Me quité los zapatos y se los tiré a los pies. A pesar de las piedras que me deshacían la planta de los míos me encaminé en medias desde la portería hasta donde un sorprendido Anleu con la boca abierta me veía abandonar el partido cuando aún quedaban minutos por jugar. Por suerte dominábamos en ese instante y se acabó antes de que nadie se diera cuenta de que me había retirado antes de tiempo. Los compañeros, felices por haberle empatado a los poderosos «Tigres» se abrazaban sonrientes entre sí y me abrazaban calurosos también. Varios niñitos del público se unieron al festivo abrazo colectivo. Anleu nos elogió por el esfuerzo, por derrochar ganas, y nos dio la mano a todos uno por uno. Después, soltando la risa, ofreció volverse a casa conmigo y con mi padre ya que vivía tan sólo a una cuadra de la nuestra.
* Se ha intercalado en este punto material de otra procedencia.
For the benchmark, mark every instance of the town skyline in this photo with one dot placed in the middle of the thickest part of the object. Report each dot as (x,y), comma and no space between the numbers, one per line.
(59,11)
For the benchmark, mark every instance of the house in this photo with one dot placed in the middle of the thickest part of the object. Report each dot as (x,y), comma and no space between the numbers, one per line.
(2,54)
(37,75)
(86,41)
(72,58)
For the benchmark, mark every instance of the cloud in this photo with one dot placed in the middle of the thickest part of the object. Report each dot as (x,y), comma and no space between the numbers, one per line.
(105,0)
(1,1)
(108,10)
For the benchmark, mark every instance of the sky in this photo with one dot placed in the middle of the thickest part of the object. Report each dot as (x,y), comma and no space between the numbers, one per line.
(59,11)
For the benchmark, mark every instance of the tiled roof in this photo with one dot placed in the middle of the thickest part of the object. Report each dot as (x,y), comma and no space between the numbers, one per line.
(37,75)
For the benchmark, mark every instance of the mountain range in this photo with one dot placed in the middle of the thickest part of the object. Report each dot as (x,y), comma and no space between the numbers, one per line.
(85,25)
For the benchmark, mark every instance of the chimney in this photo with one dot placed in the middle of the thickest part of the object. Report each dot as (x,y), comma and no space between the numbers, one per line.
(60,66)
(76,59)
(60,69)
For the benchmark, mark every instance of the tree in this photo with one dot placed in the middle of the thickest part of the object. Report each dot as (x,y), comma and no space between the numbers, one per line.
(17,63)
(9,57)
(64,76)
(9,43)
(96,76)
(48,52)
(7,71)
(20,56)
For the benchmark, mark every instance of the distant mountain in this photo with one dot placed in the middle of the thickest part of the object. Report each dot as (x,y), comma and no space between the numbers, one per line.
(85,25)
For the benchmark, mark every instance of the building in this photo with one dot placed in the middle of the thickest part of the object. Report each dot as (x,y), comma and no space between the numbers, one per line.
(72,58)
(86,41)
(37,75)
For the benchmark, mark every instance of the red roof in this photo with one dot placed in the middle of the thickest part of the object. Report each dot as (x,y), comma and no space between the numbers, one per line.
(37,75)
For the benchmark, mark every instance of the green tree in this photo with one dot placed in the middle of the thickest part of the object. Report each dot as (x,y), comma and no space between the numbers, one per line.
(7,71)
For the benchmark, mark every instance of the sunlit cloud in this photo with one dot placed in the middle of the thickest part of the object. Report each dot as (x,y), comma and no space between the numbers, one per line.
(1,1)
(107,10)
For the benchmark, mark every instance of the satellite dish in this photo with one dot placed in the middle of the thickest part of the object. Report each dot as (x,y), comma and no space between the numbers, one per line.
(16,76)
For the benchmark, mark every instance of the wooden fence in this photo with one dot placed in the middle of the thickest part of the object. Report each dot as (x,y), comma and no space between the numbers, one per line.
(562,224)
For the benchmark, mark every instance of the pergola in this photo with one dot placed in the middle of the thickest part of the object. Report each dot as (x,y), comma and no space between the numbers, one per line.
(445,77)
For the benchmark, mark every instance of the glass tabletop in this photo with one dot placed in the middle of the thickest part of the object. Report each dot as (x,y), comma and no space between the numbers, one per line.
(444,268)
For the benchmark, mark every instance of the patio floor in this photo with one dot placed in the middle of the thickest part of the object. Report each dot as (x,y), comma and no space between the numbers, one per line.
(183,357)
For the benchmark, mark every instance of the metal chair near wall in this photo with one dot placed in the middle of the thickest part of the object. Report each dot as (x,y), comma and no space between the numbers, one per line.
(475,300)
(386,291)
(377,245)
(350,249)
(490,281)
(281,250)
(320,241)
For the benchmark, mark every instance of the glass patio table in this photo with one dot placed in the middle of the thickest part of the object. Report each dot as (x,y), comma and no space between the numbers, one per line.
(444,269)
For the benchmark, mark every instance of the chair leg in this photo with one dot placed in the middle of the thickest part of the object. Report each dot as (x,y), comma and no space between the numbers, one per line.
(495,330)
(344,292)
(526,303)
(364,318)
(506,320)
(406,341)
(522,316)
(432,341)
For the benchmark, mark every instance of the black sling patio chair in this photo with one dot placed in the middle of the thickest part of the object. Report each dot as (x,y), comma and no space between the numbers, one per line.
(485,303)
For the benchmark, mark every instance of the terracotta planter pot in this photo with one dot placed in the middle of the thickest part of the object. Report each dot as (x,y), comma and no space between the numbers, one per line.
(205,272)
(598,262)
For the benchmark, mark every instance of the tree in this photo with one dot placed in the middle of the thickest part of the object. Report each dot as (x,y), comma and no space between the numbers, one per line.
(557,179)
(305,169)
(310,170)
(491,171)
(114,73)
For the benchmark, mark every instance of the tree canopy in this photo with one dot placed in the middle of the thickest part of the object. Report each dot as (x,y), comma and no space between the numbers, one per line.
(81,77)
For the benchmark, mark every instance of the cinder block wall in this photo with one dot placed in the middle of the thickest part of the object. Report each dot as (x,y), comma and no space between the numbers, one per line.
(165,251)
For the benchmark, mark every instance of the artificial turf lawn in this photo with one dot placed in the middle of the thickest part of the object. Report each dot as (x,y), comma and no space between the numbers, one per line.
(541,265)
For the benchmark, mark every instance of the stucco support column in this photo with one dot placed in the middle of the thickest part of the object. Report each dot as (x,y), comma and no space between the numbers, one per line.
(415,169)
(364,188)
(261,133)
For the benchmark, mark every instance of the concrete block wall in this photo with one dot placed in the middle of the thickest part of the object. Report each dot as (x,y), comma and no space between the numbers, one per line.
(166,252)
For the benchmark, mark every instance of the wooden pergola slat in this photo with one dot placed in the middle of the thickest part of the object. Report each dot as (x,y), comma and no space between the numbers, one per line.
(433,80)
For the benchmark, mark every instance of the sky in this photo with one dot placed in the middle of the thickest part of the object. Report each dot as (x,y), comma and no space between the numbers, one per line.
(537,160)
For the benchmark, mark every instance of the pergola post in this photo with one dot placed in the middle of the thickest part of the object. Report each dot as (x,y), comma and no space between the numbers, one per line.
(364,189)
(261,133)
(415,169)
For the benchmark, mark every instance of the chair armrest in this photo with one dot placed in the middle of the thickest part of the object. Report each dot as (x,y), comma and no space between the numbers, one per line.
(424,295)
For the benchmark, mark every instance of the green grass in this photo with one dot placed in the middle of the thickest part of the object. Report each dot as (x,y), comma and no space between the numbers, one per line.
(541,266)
Me abrazó en el camino a la parada y se sentó a mi lado, conversando con mi padre todo el tiempo sobre temas nada futbolísticos.
Nunca más volví a jugar de portero. A partir del siguiente partido, El Chino debutó como titular, yo como alero izquierdo. Peñaloza se corrió de volante. Hice un pase perfecto desde el punto del corner que Nery Flores remató para meter el gol que nos dio nuestra primera victoria de la temporada. Al final de la misma me retiré de los «Piratas» y no volví a permitir que mi padre me observara en espectáculo alguno. Ni siquiera lo dejé ir a mi graduación de bachillerato. Dije con la serenidad cataléptica de un ensimismamiento incesante con hipertonía muscular que si llegaba a aparecerse por el teatro me negaría a recibir el diploma de manos del director del colegio.